Un géant industriel investit de nouveau dans les médias français – à Marseille cette fois-ci. Le risque de conflits d’intérêts est très important et l’attitude de la nouvelle direction de La Provence sera déterminante.

Le clap de fin est connu qui, depuis la décision du groupe Hersant Media de vendre ses titres implantés dans le sud de la France, a conduit à la séparation de l’ensemble de presse quotidienne régionale qui allait de Nice à Marseille avec des changements réguliers de propriétaire. Nice Matin et La Provence ont été séparés en 2013 quand le groupe Hersant, dans l’impossibilité de s’entendre avec son associé, a finalement cédé La Provence au groupe Bernard Tapie, tout en conservant Nice MatinCorse Matin, troisième ensemble du groupe, restait alors contrôlé à parité par Nice Matin et La Provence (voir La rem n°28, p.20). Puis Hersant Media s’est séparé de Nice Matin, qui s’est transformé en Scic (société coopérative d’intérêt collectif) (voir La rem n°33, p.26) avant d’être revendu à Nethys en 2016 ; un actionnaire belge avait pris un an plus tôt une participation dans La Provence, devenue entre-temps propriétaire de la totalité de Corse Matin. La réunion de l’ensemble des titres de feu le groupe Hersant Media semblait alors de nouveau possible (voir La rem n°38-39, p.35). Mais Nethys n’a pas tenu ses promesses et c’est finalement Xavier Niel qui a repris ses parts dans Nice Matin et La Provence (voir La rem n°52, p.39). Le nom du nouveau consolidateur de la presse quotidienne régionale dans le sud de la France semblait alors connu, d’autant que la participation de 11 % de Xavier Niel dans le capital de La Provence se doublait d’un droit d’agrément et d’un droit de préemption en cas de session de la part de capital détenue par le groupe Bernard Tapie. Le premier droit s’apparente à un droit de veto opposable à l’arrivée d’un nouvel actionnaire, le second à la possibilité pour Xavier Niel de racheter le capital de La Provence qu’il ne détient pas en s’alignant sur l’offre de reprise la mieux-disante.

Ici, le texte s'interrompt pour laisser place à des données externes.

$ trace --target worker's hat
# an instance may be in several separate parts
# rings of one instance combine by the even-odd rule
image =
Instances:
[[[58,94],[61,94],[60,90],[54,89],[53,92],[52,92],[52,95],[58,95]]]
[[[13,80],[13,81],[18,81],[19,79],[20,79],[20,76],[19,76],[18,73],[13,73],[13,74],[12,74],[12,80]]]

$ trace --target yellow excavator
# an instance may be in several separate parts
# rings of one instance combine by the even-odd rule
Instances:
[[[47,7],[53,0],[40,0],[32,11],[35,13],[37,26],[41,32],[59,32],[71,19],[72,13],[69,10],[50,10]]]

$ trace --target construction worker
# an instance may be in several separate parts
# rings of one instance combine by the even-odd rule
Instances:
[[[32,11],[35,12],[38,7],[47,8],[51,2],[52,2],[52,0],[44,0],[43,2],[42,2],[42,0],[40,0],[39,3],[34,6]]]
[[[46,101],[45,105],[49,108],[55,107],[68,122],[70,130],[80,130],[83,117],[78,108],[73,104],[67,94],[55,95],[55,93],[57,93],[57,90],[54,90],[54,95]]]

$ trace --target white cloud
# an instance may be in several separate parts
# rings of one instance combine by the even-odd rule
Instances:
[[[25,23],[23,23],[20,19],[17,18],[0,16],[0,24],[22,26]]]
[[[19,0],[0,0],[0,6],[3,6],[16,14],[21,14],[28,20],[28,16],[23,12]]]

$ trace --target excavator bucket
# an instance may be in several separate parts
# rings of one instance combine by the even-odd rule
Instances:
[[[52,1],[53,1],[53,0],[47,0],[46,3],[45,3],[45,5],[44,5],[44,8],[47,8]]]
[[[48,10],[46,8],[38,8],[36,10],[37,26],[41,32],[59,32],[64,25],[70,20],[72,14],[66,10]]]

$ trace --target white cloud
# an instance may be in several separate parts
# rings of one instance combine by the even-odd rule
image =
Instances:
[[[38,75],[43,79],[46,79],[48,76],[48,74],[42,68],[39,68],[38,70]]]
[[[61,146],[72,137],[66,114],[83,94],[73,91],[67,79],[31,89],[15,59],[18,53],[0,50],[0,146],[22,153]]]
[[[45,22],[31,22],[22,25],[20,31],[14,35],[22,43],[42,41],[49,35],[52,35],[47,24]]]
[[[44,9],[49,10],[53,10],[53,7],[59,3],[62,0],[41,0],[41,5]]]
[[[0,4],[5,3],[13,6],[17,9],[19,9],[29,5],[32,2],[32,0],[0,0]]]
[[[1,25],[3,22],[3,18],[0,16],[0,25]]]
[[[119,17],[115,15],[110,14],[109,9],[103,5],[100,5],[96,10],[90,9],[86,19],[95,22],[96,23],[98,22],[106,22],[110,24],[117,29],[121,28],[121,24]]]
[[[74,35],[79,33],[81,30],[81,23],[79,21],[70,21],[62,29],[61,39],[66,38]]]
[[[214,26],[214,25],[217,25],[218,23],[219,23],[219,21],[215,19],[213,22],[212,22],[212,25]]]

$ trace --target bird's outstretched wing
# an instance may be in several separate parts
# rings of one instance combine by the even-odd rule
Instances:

En avril 2020, la justice a annulé l’arbitrage en faveur de Bernard Tapie dans l’affaire Crédit Lyonnais – Adidas, conduisant le groupe Bernard Tapie à être placé en liquidation judiciaire ; le processus de cession s’est accéléré suite à la disparition de Bernard Tapie le 3 octobre 2021. Le 30 novembre 2021, les repreneurs potentiels de ses 89 % de capital dans le groupe La Provence devaient ainsi se faire connaître auprès du tribunal de commerce de Bobigny. Deux offres ont émergé, inaugurant le début d’une longue bataille : celle, attendue, de Xavier Niel, qui prévoyait 20 millions d’euros et la construction dans le Var d’une imprimerie commune à Nice Matin et à La Provence ; celle, inattendue, portée par Rodolphe Saadé, à la tête de la CMA-CGM – une offre très généreuse, décorrélée du marché, assortie d’une charte garantissant l’indépendance de la rédaction, imaginée en partie par Denis Olivennes, qui s’était mobilisé pour l’occasion. En effet, le montant proposé par la CMA-CGM est très élevé : 81 millions d’euros pour 89 % du capital de La Provence, soit une valorisation du groupe proche de 100 millions d’euros. Or, cette même participation a été payée 20 millions d’euros en 2013 par Bernard Tapie, quand La Provence avait une diffusion payée de 124 000 exemplaires contre seulement 75 000 exemplaires aujourd’hui. À titre de comparaison, Midi Libre, le titre de presse quotidienne régionale de Montpellier, proche voisin de Marseille, a été racheté en 2015 par La Dépêche du Midi pour une valorisation d’environ 30 millions d’euros (voir La rem n°32, p.29). La valorisation du groupe La Provence est donc probablement plus proche de 40 millions d’euros que de 100 millions d’euros, même en prenant en considération son patrimoine immobilier, cédé en grande partie en 2021 pour 35 millions d’euros afin de rembourser des dettes. Le groupe doit ainsi quitter ses locaux situés dans la zone Euromed avant 2024. Enfin, le dernier chiffre d’affaires connu de La Provence est de 49,5 millions d’euros en 2020, année marquée par la crise sanitaire, contre 62 millions d’euros en 2019.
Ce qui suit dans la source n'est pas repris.